Until the introduction of SFC, as with many construction materials, the current compliance regime for structural steelwork relied on the most part, on self-inspection and self-certification, an approach dependent on the expertise, ethics and quality systems of the fabricator, and knowledge and expertise of engineers and welding inspectors to assess if the steel supplied is compliant.

Under SFC, independent auditing body HERA Certification has been established to audit and certify steel fabricators to ensure they have both the welding and the fabrication quality management systems in place to consistently produce fully compliant steelwork.

Alistair says the scheme reduces the risk to procurers and specifiers, such as engineers, architects and contractors as it ensures participating structural steel fabricators are capable of manufacturing product to the specified quality standard and that certifying companies have the appropriate personnel and quality management systems in place.

“This is especially critical in the current climate with a high demand for materials where a procurer or specifier may need to engage a fabricator from another centre who they haven’t worked with before. If the fabricator’s systems and personnel are independently assessed under the SFC scheme, it provides more certainty, helps the specifier manage compliance risk and get a better feel for who they’re dealing with.”

New members must now qualify for SFC prior to being inducted into SCNZ and then ensure they maintain the required standards.

“Since the SFC scheme was launched 23 out of 90 fabricator members have applied. Although this may appear to be a small number, it includes the big hitters in the industry, ensuring around 75 percent of the local industry output is now meeting international best practice. This already represents great value to end users in terms of quality assurance.”

Queenstown Engineering, Southern Cross Engineering and Steelworks NZ are the latest group of structural steel fabricators to achieve SFC certification. Representatives of SCNZ and HERA together with the Mayor of Hastings, Lawrence Yule presented their certificates at the AGM.

The additional 60-plus SCNZ members still to be certified have four years to meet the new requirement. This time-frame will allow sufficient time for the certification, a process that involves an initial audit followed by annual reviews.

Alistair says the busy construction sector has made it a challenge for some companies to begin the certification process, although with the new mandate all have indicated they are committed to putting aside time and resources to complete it.

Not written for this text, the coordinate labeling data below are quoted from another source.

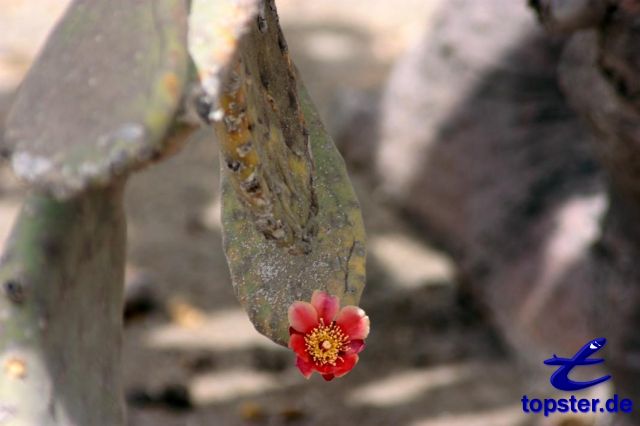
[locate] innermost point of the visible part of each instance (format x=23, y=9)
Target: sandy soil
x=194, y=359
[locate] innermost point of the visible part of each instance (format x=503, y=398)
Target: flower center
x=325, y=343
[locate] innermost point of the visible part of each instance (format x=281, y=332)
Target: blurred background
x=478, y=191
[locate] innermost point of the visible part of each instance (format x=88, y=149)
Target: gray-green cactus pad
x=102, y=94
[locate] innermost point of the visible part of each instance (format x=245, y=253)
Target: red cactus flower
x=325, y=340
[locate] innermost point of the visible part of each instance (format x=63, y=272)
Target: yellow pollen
x=325, y=343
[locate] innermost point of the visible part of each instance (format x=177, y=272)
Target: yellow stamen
x=325, y=343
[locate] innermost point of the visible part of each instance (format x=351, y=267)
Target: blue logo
x=560, y=378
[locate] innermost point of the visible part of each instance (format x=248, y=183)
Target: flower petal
x=356, y=346
x=296, y=342
x=326, y=305
x=302, y=316
x=354, y=322
x=306, y=368
x=350, y=360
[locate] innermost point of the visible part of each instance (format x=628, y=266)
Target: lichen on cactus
x=291, y=220
x=61, y=312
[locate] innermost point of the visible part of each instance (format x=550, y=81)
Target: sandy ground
x=194, y=359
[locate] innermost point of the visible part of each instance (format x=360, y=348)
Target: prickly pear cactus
x=61, y=312
x=104, y=99
x=97, y=104
x=291, y=220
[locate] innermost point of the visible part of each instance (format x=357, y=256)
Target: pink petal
x=350, y=360
x=356, y=346
x=354, y=322
x=326, y=305
x=306, y=368
x=296, y=342
x=302, y=316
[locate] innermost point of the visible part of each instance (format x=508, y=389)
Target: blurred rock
x=480, y=149
x=252, y=411
x=139, y=298
x=271, y=360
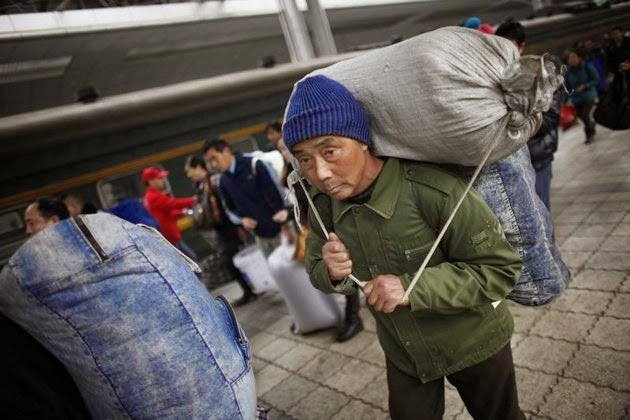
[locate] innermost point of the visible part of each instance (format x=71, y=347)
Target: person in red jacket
x=166, y=209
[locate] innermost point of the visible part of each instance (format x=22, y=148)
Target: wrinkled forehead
x=315, y=143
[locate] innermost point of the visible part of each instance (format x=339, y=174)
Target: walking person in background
x=44, y=212
x=581, y=80
x=196, y=171
x=619, y=61
x=252, y=196
x=166, y=209
x=544, y=143
x=542, y=147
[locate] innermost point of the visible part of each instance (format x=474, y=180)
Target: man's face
x=196, y=173
x=220, y=161
x=273, y=135
x=34, y=221
x=158, y=183
x=335, y=165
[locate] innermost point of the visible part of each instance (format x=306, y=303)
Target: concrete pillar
x=295, y=32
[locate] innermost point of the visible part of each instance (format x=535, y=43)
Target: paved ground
x=572, y=356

“The last 12 to 18 months have been busy with the sector operating above peak levels which were last experienced in 2007 before the Global Financial Crisis. It makes the implementation of the SFC scheme a challenge but the will is there and our members are certainly behind doing it.”

Bob Hawley, SCNZ Chair and General Manager of Red Steel, says: “Our fabricator members have shown overwhelming support for the SFC scheme and to raising industry standards. We are committed to providing compliant product of the highest quality for building and infrastructure projects up and down the country.

Hawkins Construction Auckland Regional Manager Terry Buchan says: “Compliant product that meets New Zealand standards is of paramount importance to our building and infrastructure projects. As a major customer to the structural steel industry, we applaud SCNZ and its members for taking this positive step to bolster the quality assurance of the fabricated steelwork produced locally. It’s a welcome development that will give us increased confidence in New Zealand fabricated product.”